失礼ながら、あなたの経歴、考え方からして、あなたなら、立派な教育成果を挙げていただけるでしょう。実際、僕もあなたと似たような境遇に育ったから、大いに共感しているんですよ」

 山崎延吉が来客に熱く語っていた。客はだいだった。
 山崎は代々加賀藩に仕えた500石取りの武家の家柄であったが、維新により家録を失って貧しさをかこつことに…。学歴は最終、東京帝国大学農芸化学科を卒業したが、生まれつき虚弱体質でまた物怖じする面もあったため集団生活になじめず、小学校では一時退学することにもなった。
 そんな過ぎ来し方が、だいを目の前にした山崎にふと“よく似た境遇”と言わせたらしい。
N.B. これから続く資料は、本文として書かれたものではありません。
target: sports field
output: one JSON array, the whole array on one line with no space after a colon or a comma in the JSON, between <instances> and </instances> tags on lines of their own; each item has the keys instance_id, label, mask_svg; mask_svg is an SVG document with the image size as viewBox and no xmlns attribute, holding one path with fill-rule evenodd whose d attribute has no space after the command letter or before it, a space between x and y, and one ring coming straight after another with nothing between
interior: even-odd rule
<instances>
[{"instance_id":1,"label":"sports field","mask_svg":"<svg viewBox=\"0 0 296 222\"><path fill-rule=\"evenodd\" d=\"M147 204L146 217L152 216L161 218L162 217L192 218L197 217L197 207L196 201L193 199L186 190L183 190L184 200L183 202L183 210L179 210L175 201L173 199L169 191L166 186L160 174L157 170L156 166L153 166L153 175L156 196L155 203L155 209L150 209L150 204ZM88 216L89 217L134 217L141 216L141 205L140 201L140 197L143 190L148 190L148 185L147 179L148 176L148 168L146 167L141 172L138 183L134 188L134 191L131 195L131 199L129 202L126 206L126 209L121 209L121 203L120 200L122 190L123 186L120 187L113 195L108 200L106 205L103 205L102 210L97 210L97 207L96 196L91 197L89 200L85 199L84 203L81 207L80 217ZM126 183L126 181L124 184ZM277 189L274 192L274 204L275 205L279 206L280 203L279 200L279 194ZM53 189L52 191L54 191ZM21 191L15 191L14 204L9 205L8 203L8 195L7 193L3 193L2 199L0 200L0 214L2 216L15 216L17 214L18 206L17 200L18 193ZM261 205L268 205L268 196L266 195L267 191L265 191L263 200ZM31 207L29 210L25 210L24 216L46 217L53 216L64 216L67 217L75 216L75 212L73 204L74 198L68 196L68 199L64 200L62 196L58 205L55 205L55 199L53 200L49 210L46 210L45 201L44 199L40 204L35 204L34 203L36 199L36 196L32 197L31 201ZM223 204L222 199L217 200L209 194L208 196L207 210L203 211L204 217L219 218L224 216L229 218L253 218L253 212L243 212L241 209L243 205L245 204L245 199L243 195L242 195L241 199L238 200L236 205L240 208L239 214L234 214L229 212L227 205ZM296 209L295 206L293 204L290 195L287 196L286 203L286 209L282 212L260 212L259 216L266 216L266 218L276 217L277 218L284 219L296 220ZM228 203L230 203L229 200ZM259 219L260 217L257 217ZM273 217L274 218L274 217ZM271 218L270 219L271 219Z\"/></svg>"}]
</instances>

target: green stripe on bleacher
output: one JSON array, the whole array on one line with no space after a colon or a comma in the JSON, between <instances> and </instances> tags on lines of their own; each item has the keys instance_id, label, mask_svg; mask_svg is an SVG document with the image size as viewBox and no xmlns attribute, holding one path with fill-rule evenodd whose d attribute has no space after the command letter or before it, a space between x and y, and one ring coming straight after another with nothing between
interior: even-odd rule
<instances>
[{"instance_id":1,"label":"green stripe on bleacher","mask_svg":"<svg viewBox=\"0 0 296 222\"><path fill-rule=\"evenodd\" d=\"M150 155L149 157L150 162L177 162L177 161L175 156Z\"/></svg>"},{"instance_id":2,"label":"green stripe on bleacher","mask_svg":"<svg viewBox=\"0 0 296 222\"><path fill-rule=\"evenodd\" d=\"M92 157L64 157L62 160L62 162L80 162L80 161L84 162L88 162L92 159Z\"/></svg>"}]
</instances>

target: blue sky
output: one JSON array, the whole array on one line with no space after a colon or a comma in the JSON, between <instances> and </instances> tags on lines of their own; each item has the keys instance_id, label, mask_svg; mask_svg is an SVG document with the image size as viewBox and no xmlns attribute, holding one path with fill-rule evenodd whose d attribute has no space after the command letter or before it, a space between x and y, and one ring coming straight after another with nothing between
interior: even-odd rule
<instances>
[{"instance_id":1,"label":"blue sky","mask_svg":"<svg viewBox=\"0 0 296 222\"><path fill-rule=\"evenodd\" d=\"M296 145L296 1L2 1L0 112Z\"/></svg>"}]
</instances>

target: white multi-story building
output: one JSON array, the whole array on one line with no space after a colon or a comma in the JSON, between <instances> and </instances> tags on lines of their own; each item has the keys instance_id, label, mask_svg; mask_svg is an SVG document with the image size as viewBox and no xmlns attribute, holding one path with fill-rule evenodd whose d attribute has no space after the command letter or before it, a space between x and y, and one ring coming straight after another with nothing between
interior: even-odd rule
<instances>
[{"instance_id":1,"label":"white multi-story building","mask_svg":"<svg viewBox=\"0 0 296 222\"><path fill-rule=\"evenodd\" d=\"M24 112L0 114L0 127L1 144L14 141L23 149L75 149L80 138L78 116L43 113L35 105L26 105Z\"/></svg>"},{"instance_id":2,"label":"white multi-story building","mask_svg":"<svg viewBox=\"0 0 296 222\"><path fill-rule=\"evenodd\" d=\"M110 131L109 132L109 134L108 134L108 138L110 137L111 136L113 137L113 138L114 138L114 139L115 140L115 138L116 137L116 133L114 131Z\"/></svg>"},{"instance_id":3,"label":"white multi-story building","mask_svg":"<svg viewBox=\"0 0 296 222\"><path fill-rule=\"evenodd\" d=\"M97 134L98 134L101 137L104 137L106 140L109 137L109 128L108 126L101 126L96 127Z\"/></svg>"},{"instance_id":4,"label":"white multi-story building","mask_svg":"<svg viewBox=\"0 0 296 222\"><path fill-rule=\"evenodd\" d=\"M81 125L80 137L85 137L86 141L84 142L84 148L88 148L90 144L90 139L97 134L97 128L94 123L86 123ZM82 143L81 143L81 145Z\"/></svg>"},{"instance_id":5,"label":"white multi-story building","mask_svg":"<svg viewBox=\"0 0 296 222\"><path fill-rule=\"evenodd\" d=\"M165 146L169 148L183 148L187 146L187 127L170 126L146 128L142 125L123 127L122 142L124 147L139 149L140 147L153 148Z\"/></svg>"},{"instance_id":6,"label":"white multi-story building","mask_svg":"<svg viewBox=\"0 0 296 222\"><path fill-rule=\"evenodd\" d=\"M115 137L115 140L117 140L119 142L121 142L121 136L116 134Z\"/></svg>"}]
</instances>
山崎もかの『主婦の友』の特集記事には関心を持って目にしていたと見える。
 文部省にやっと事情を了解してもらうまでに1年以上を費やしていた。出願内諾を得て事を急がねばならない。だいは、白羽の矢を立てるとすぐさま山崎を訪ね、文部省の意向や自分の専門学校設立の志を伝えて、協力を依頼した。その日は大正15(1926)年10月12日であった。
 山崎は自らを「我農生」と称し、『我農生興村行脚日記』と題して日常の記録を綴っていたが、このときのことをその日記にも克明に記していた…。